Saturday, October 08, 2005

Selamat Tinggal, Ramadan!

http://www.jawapos.com/index.php?act=detail_c&id=192317

Jumat, 07 Okt 2005,
Selamat Tinggal, Ramadan!


Oleh Reza Indragiri Amriel *

Orang-orang di negeri ini memang benar-benar piawai dalam mengemas
setiap kesempatan menjadi peristiwa yang seolah monumental. Ambil
misal, pada Agustus, bendera Merah Putih senantiasa dikibarkan di
sana-sini. Pekik merdeka guna meneguhkan kembali semangat kebangsaan
juga berkumandang di seluruh sudut negeri.

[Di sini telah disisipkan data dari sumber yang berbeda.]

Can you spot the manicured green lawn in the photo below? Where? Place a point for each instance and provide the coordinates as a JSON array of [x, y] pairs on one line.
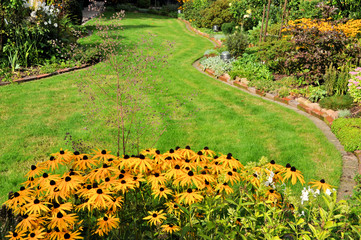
[[35, 116]]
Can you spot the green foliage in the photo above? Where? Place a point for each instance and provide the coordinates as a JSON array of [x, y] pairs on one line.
[[316, 93], [275, 53], [337, 102], [217, 65], [237, 43], [228, 28], [348, 131], [249, 66], [216, 14], [73, 9]]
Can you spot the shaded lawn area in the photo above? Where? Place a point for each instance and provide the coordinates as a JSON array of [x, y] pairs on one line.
[[35, 116]]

Lantas, perubahan apa yang terjadi setelah itu? Tidak ada!
Ketidaksemenggahan berperilaku, mulai dari megakorupsi hingga yang
sebatas meludah di sembarang tempat, tetap saja menjadi perangai
membusukkan negeri yang terjadi setiap hari.

Respons masyarakat terhadap hari-hari besar keagamaan pun setali tiga
uang. Ayat-ayat suci dikumandangkan, pengkhotbah bertebaran berupaya
menggugah nurani. Air mata bercucuran dibuatnya. Tapi, dalam tempo
beberapa jam sesudahnya, semua orang sudah dapat kembali menyaksikan
bahkan menjadi korban tindak-tanduk jahiliah.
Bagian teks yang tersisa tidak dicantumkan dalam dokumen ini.